Mais longe, a árvore não é eterna, ainda é um ser vivo em um fragmento de um fragmento do universo, apenas eterno em relação a pequenos organismos e não a outras coisas também eternas. Existem graus de eternidade. A árvore conhece um deles. O vazio também.
Mais longe, acordo com uma pedra fria e úmida sob minha cabeça.
Que dói.
“OLÁ!”, um… homem-tartaruga vestido de trapos cumprimenta.
“Ai. Não tão alto.”
“Desculpa. OLÁ!”
Olho ao redor. Estou deitada em uma praça pavimentada cercada por paredes cinzas, manchadas de água, encimadas por telhados altos e pontiagudos. Nuvens baixas pairam sobre nós. Uma estátua está no meio dela. Mostra um homem grotescamente obeso ajoelhado em meio a uma declaração, uma flor presa entre dois dedos salsicha. O artista capturou perfeitamente a agonia extrema, a luta desesperada de seus botões inferiores. Algumas barracas baratas completam a impressão de um bairro ruim de Londres que eu tirei de alguns dos livros que gosto. Uma vende relógios e a outra, alguns vegetais parecidos com alho-poró.
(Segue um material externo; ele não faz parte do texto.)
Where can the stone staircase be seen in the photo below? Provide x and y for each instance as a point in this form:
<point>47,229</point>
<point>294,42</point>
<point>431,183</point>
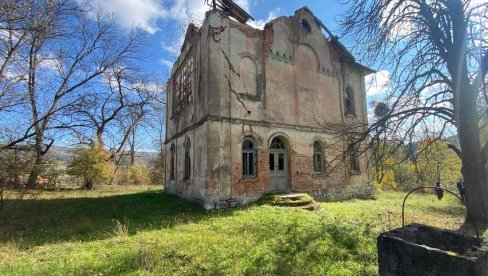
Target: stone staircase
<point>297,200</point>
“Você gostaria de um espirro?”, sussurra o homem-tartaruga.
Sinead se sacode e eu me levanto, imitando-o. Parece que ambos estamos intactos. Ele ainda tem sua mochila, rapieira e galho da árvore de ponto de referência. Eu esperaria que fôssemos roubados até agora, mas o pequeno bolso isolado perto das minhas costas blindadas ainda contém minha bolsa de dinheiro.
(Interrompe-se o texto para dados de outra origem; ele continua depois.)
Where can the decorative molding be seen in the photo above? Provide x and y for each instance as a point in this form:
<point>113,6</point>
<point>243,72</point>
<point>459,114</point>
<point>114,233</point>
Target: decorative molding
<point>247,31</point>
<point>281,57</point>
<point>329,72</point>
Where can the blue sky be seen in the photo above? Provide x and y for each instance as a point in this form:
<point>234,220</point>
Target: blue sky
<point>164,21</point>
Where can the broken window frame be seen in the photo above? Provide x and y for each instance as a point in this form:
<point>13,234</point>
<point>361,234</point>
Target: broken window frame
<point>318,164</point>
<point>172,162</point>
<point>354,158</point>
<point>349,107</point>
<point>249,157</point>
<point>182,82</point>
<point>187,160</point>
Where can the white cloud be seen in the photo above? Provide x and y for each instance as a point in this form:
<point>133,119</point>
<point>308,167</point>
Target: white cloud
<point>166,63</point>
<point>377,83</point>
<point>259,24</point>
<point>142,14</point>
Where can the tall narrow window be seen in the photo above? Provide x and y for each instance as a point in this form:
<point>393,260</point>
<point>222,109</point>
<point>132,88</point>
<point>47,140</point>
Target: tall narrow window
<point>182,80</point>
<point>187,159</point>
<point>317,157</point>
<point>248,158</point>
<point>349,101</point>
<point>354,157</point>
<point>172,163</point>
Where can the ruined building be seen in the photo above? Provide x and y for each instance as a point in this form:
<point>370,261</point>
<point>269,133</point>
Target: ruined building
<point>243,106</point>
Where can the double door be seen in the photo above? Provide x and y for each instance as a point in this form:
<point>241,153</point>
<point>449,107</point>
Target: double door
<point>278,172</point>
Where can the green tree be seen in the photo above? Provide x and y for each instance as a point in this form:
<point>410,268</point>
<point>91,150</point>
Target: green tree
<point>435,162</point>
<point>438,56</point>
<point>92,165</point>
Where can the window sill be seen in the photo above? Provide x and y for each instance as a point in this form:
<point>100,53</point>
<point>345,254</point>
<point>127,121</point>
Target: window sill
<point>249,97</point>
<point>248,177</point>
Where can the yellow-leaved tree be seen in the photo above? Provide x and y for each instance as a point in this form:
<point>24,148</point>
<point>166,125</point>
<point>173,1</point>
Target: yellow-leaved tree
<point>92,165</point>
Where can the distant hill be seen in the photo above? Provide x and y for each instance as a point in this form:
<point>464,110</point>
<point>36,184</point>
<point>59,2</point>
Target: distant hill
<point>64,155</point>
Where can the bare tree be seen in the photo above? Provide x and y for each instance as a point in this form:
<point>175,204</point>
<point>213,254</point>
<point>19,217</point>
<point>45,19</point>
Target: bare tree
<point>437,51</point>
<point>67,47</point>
“Perdão?”, pergunto ao vendedor, errr, pessoa.
“Você gostaria de um espirro?”, ele pergunta, brandindo uma pena etérea. “Recém-colhido da guilda de limpadores de poeira. Apenas um token de verão por cinco. Muito barato!”
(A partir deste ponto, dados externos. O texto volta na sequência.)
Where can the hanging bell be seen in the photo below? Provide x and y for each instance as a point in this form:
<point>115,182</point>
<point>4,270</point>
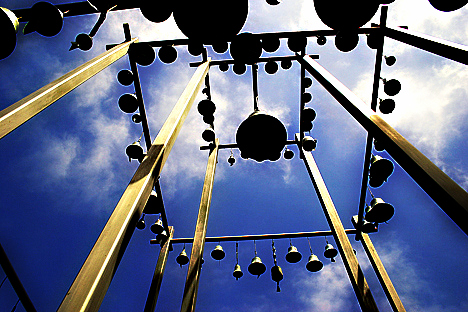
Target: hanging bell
<point>330,252</point>
<point>314,264</point>
<point>157,227</point>
<point>277,276</point>
<point>218,253</point>
<point>293,255</point>
<point>237,272</point>
<point>379,211</point>
<point>182,258</point>
<point>256,267</point>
“Não espirro há quase oitenta anos”, comento casualmente.
“Então se presenteie!”
“Eu preferiria que nos instalássemos primeiro antes de ir às compras. Por segurança”, interrompe Sinead. “Além disso, sua constituição única pode impedir que seus produtos funcionem.”
“Eu tenho os de força extra! Sabor mostarda! Um token por dois, três porque a senhora é bonita.”
“Vamos”, interrompe Sinead. Ele parece preocupado.
“Talvez outra hora”, digo ao homem-tartaruga com um sorriso apaziguador.
“Tenham um bom dia!”, ele nos chama.
Saímos da praça por uma rua estreita. Sinead parece saber para onde estamos indo, e o sigo sem dizer uma palavra. Fae mal vestidos passam por nós, correndo nas sarjetas e lançando olhares preocupados em nossa direção. Eles parecem muito mais diversos do que as espécies da Corte da Primavera, com muitos compartilhando características animais ou traços estranhos e exagerados, como narizes bulbosos ou dentes longos. Todos nos dão uma grande distância.
“Eu deveria mostrar a vocês a beirada, pelo menos. Estamos muito perto.”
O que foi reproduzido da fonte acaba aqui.